Là où il m'a épaté c'est qu'il n'est pas aussi ignare que je ne le pensais. La référence à Game Of Thrones sur sa dernière répartie était vraiment bien placée. Du coup, je ne pense pas qu'il m'ait cru pour monsieur Targaryen des éditions Westeros. C'était trop flagrant aussi, que ça me serve de leçon, je ne dois plus choisir d'arguments à base de programmes trop récents et trop connus. J'aurais du tenter un duo Sam Beckett et Al Calavicci des éditions Quantum. Les allusions aux séries des années 90 sont peut-être moins évidentes pour le commun des mortels.

S'il savait, je n'ai jamais rien écrit de ma vie. Ce ne sont pas les idées qui manquent. Avec tout ce que je consomme comme films, livres, bandes dessinées, je dois bien être capable d'inventer une histoire crédible pour d'autres aficionados de SF. Pour le style, je suis moins sûr, ce n'est pas que j'écrive mal mais je suis loin d'être Victor Hugo. Je ne suis pas certain d'avoir le talent nécessaire pour être publié. Je pourrais essayer de rédiger un scénario, ça me paraît plus simple dans la structure. Mais pour ça, il faudrait que je prenne le temps d'ouvrir un traitement de texte pour remplir des pages blanches pendant des heures. Cela me semble compliqué vu que j'ai tellement d'autres choses à faire comme... profiter de la vie... et jouer à des jeux vidéo.

Je ne m'en suis pas mal sorti avec mon boss en fin de compte. Je voulais une excuse qui me rende un peu crédible. Qu'il se dise que je ne suis pas qu'un flemmard de trente-six ans qui vit dans un univers fantasmagorique. Un peu de consistance ne peut pas faire de mal à l'image écornée qu'il a déjà de moi. Ecrivain, ça fait sérieux, plus que gamer. Je me demande s'il sait que j'ai fait des études en histoire de l'art et que j'ai dû écrire des thèses. Bordel, c'est de ça que j'aurai dû lui parler. Avec mon histoire d'ado pré-pubère, je suis certain qu'il m'a encore pris pour un bouffon.
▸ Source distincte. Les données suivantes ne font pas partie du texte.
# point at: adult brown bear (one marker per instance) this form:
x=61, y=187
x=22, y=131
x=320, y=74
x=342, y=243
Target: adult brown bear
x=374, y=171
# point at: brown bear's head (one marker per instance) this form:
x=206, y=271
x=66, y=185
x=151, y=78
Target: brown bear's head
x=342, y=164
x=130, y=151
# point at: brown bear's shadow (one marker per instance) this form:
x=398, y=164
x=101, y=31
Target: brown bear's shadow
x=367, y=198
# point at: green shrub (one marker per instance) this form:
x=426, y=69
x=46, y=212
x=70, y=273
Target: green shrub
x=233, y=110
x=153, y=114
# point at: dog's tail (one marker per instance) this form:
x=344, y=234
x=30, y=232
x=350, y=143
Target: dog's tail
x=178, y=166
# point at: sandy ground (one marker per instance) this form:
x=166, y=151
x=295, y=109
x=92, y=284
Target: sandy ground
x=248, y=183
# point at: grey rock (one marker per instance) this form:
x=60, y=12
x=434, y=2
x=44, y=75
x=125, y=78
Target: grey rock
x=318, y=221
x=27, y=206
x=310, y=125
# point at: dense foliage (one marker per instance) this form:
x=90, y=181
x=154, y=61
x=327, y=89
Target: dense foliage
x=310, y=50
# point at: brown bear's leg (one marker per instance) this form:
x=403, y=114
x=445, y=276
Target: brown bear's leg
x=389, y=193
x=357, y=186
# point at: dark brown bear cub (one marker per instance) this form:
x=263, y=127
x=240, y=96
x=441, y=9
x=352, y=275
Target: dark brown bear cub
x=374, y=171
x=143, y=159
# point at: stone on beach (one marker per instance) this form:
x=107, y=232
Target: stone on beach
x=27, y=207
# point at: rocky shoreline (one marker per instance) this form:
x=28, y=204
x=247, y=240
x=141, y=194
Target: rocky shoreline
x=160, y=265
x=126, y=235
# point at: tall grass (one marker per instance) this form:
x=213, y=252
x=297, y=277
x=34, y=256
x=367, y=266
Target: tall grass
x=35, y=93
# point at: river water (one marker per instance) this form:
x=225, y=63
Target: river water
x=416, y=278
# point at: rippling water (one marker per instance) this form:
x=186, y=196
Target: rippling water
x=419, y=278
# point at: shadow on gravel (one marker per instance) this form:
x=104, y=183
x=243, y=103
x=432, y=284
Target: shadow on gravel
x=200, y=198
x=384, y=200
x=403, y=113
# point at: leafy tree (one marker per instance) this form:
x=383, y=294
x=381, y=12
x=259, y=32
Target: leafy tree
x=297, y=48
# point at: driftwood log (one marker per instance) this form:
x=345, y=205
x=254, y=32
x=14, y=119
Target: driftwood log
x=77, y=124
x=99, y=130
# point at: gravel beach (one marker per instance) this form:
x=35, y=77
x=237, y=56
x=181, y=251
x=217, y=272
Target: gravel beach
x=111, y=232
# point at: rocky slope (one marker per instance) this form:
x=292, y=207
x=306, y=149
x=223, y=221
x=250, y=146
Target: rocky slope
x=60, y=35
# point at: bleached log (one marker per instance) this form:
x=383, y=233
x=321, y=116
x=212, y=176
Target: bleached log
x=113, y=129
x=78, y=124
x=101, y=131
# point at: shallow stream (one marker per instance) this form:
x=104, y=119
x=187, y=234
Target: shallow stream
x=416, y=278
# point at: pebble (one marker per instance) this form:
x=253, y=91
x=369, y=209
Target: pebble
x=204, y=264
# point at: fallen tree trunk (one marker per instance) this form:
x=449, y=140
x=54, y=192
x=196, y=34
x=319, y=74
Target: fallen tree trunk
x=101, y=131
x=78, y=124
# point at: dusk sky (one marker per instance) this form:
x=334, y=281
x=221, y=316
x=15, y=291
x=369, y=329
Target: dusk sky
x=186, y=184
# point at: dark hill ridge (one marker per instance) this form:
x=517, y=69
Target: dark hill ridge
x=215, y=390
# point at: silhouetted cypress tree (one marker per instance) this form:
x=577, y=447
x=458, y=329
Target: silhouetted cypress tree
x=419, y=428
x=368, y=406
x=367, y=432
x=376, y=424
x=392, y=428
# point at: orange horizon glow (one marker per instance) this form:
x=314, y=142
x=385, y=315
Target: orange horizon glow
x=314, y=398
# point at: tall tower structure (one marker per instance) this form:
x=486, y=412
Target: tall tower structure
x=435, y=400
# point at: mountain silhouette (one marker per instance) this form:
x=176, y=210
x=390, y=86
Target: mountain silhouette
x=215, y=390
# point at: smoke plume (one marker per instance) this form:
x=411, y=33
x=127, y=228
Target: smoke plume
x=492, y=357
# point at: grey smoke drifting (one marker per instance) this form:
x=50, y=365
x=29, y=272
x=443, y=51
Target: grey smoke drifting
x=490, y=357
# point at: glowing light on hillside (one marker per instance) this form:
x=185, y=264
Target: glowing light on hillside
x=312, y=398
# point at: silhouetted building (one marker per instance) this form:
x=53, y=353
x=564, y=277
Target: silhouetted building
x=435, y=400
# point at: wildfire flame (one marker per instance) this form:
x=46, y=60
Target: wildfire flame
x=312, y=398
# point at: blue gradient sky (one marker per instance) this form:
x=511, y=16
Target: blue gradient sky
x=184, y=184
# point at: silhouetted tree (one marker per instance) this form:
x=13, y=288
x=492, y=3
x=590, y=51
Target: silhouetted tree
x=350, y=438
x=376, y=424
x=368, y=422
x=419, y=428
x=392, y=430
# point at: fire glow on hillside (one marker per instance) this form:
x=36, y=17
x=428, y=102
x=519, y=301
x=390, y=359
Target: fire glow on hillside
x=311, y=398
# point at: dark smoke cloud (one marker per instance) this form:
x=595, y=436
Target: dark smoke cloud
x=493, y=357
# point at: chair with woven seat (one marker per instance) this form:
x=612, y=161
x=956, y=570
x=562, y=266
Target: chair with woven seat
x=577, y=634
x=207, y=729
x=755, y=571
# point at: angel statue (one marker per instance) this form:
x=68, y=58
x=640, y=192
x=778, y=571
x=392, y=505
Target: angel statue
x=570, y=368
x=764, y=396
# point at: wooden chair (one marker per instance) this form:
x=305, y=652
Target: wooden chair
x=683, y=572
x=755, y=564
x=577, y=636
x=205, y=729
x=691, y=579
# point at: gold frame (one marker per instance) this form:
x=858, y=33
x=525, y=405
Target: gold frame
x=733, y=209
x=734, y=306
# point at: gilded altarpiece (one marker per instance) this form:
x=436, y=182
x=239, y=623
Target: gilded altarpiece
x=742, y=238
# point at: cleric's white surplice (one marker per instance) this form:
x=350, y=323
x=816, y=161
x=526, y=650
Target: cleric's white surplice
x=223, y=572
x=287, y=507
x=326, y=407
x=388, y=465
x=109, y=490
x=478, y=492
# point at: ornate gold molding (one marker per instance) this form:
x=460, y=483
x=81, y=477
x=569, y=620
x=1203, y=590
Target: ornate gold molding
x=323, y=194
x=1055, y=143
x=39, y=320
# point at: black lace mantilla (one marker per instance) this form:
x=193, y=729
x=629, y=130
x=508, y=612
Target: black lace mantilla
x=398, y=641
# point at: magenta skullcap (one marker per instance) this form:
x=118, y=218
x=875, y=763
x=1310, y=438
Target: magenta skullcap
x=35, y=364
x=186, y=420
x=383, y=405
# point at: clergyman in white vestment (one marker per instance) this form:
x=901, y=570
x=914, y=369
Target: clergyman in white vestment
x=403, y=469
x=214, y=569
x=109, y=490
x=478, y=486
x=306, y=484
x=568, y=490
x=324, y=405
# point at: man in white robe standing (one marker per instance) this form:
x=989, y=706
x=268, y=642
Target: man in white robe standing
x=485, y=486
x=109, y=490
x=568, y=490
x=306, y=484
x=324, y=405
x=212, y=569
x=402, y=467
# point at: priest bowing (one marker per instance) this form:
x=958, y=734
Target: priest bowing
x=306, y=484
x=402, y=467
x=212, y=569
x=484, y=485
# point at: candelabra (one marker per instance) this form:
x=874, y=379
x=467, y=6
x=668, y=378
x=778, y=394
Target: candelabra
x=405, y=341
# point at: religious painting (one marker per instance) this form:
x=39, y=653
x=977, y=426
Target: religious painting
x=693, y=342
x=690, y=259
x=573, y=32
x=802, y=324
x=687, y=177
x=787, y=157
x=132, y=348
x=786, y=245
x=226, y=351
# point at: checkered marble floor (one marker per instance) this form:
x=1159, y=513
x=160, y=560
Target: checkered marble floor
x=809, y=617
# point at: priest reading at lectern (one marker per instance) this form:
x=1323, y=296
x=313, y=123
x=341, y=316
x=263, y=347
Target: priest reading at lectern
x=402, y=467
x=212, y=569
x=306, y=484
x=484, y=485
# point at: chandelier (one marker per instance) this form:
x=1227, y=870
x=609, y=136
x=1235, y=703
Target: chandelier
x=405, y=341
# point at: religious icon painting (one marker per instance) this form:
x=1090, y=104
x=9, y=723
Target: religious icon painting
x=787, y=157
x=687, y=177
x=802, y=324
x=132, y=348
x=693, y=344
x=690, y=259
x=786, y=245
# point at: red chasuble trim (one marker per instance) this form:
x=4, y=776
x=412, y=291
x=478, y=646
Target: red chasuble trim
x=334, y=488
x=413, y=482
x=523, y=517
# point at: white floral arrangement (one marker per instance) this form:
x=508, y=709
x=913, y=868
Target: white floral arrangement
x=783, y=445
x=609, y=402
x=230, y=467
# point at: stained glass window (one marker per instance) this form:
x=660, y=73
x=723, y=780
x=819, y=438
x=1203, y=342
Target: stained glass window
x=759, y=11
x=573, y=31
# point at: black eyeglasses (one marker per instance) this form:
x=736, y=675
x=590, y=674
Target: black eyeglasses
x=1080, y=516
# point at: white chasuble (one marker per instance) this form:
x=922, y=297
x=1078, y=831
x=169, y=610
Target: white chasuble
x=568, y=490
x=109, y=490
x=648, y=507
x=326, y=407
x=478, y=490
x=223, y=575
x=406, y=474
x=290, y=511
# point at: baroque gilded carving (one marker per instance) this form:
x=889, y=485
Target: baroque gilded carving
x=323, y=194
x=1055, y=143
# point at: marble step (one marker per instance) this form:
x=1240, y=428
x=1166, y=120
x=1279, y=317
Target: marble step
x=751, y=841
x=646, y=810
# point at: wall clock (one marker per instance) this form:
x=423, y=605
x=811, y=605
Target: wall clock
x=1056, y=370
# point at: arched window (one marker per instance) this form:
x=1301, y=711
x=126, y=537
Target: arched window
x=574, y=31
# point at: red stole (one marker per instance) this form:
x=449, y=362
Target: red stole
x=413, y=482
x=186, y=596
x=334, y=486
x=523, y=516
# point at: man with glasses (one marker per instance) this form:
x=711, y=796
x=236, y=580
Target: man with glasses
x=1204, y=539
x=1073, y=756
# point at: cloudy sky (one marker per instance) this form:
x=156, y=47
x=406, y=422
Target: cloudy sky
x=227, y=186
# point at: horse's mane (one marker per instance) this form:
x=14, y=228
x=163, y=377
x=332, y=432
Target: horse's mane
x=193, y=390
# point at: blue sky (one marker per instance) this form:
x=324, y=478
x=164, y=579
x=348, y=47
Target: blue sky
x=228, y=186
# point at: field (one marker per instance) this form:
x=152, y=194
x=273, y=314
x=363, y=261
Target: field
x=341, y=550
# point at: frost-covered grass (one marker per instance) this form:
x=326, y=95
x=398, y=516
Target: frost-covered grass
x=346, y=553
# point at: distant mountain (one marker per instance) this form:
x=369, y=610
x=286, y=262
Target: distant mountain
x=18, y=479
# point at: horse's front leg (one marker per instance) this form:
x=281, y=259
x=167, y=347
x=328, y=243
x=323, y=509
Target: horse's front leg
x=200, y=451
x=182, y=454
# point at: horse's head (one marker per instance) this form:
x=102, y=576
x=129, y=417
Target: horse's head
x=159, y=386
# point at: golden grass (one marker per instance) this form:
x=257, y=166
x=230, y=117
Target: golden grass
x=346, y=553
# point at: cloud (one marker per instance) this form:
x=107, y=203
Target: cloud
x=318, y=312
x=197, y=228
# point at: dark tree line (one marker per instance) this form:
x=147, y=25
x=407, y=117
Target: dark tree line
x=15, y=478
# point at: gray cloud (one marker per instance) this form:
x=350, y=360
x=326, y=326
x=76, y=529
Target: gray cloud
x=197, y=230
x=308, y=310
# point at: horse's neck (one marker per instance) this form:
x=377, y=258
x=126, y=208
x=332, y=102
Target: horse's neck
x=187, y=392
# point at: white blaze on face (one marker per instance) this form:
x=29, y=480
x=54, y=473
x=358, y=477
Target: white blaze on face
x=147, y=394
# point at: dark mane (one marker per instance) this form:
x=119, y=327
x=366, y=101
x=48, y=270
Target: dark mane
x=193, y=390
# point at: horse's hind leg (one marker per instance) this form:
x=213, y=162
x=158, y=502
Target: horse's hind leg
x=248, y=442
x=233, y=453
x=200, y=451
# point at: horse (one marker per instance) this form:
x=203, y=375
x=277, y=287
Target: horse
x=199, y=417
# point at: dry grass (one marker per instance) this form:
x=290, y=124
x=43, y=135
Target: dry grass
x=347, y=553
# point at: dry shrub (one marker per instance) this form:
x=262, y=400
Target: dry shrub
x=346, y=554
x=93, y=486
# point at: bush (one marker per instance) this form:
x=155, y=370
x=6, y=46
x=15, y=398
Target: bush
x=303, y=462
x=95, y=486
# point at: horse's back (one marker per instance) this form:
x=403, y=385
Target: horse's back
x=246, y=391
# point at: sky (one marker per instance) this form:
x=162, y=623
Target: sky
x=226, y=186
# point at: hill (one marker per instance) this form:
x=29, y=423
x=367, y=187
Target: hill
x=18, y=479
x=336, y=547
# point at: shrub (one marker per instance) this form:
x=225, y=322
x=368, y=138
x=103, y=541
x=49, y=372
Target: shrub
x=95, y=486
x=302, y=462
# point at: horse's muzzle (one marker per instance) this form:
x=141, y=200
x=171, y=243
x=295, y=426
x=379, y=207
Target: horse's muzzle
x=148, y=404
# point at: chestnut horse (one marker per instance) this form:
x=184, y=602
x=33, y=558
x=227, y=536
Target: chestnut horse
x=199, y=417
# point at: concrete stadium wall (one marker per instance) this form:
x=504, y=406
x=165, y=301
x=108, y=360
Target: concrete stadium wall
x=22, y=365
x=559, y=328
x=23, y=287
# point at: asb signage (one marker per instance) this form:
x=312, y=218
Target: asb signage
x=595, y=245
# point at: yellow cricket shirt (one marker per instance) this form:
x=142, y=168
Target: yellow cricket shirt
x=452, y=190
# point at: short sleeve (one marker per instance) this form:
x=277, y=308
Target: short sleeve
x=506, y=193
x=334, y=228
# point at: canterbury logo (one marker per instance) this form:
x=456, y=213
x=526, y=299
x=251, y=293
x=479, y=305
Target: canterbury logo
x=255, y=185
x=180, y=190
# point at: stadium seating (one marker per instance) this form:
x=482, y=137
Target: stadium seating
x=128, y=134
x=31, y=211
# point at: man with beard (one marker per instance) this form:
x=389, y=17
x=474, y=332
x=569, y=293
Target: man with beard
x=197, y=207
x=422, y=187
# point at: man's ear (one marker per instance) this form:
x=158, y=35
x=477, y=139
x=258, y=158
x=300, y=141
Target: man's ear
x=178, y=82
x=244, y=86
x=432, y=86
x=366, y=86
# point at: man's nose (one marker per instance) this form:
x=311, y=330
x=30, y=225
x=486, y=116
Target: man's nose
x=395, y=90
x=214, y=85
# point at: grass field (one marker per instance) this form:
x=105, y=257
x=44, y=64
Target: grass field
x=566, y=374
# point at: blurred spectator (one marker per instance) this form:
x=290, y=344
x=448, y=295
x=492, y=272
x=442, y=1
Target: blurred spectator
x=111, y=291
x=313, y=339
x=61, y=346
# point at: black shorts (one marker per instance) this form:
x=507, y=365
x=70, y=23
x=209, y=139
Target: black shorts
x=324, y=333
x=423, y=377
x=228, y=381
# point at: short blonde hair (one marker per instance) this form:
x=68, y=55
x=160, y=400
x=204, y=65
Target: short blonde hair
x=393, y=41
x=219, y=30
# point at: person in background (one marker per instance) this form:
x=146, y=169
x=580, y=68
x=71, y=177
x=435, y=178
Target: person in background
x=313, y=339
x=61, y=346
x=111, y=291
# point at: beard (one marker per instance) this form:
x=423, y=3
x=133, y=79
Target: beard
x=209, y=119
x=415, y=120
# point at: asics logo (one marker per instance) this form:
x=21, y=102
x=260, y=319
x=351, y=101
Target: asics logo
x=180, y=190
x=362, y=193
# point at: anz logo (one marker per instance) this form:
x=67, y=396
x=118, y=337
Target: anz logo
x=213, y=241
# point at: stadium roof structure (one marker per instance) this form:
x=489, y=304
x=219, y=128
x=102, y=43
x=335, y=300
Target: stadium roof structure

Il m'a pris au dépourvu, j'ai dû improviser et ce n'est pas ma spécialité. Je finis toujours par dire n'importe quoi et c'est ce qui s'est passé. De toute façon, c'est mort. Je sais bien qu'il ne supporte pas mes cheveux longs et mes t-shirts à l'effigie de mes héros préférés. Il prétend que ça donne une image négative aux clients du genre manque de professionnalisme et de sérieux. Personne ne s'est pourtant jamais plaint à moi. Il n'est pas né celui qui me fera changer de look.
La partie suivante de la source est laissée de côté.